Couple preserves Indian’s ashes for 63 years
Pooran Singh from Punjab settled in Australia in 1899, and died in 1947 at the age of 77. The Australian family, which organised his cremation and has been preserving his ashes for the past 63 years is looking for Singh’s descendants to whom it can hand them for immersion in the river Ganga, in deference to his wishes. Manpreet K Singh reports.india Updated: Jun 25, 2010 02:45 IST
Pooran Singh from Punjab settled in Australia in 1899, and died in 1947 at the age of 77. The Australian family, which organised his cremation and has been preserving his ashes for the past 63 years, is looking for Singh’s descendants to whom it can hand them for immersion in the river Ganga, in deference to his wishes.
Guyetts Funerals, an organisation dedicated for such functions, had supervised the funeral.

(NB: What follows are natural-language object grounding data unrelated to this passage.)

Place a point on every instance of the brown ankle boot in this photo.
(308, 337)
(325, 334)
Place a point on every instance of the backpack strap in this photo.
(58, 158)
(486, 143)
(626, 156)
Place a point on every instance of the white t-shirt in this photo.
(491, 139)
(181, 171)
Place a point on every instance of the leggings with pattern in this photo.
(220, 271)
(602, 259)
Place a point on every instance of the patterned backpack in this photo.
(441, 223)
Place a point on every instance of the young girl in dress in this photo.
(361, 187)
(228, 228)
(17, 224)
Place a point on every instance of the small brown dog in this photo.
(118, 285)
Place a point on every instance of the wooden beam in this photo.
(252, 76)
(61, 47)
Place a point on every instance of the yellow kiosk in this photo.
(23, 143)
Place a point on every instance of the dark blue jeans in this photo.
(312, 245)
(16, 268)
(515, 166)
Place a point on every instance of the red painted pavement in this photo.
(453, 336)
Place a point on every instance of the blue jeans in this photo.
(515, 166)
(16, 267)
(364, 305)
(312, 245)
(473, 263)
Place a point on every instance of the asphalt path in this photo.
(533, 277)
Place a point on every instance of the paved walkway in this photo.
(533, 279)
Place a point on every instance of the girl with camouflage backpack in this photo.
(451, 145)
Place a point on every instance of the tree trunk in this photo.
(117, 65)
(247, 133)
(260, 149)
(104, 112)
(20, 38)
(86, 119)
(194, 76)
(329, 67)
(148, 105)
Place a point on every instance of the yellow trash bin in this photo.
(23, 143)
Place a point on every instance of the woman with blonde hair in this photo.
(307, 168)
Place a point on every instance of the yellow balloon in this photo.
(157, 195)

Speaking to a radio programme for Punjabis, Alice Guyett-Wood, a scion of the family that controlled Guyetts Funerals, said that before her father, Jack Guyett, died in 1986, he had told her: “We should have done something about Pooran’s ashes. We should have sent them to India because he wished them to be immersed in the river Ganges”.
There is no written instruction on this, but it has passed through generations of the Guyett family. Guyett-Wood said: “We didn’t have the authority to dispose them of, so we just held them. I had thought that we may even go to India and fulfil Pooran’s last wish.”
Records at Guyett’s Funerals show that he was cremated on June 10, 1947, and his religion has been given as “Hindoo”. The ashes have even been accorded pride of place at the Warrnambool cemetery, where Singh’s last rites were performed.
Pooran Singh left Punjab as a 30-year-old when he landed in Australia. Like many other Punjabis at that time, he worked as a hawker, selling goods in his horse-cart, from one hick town to another. He had left his family in Punjab and spent the remaining 47 years of his life in the province of Victoria, whose capital is Melbourne.
Melbourne-based historian Len Kenna and his research partner Crystal Jordan have found a copy of Singh’s will. The money he had left was distributed in accordance with Singh’s wishes by the executors of his will, with some of it going to a few Warrnambool residents, who presumably took care of him in the last years. Nearly £1,500 was sent to India, with £360 apiece for each of his four nephews.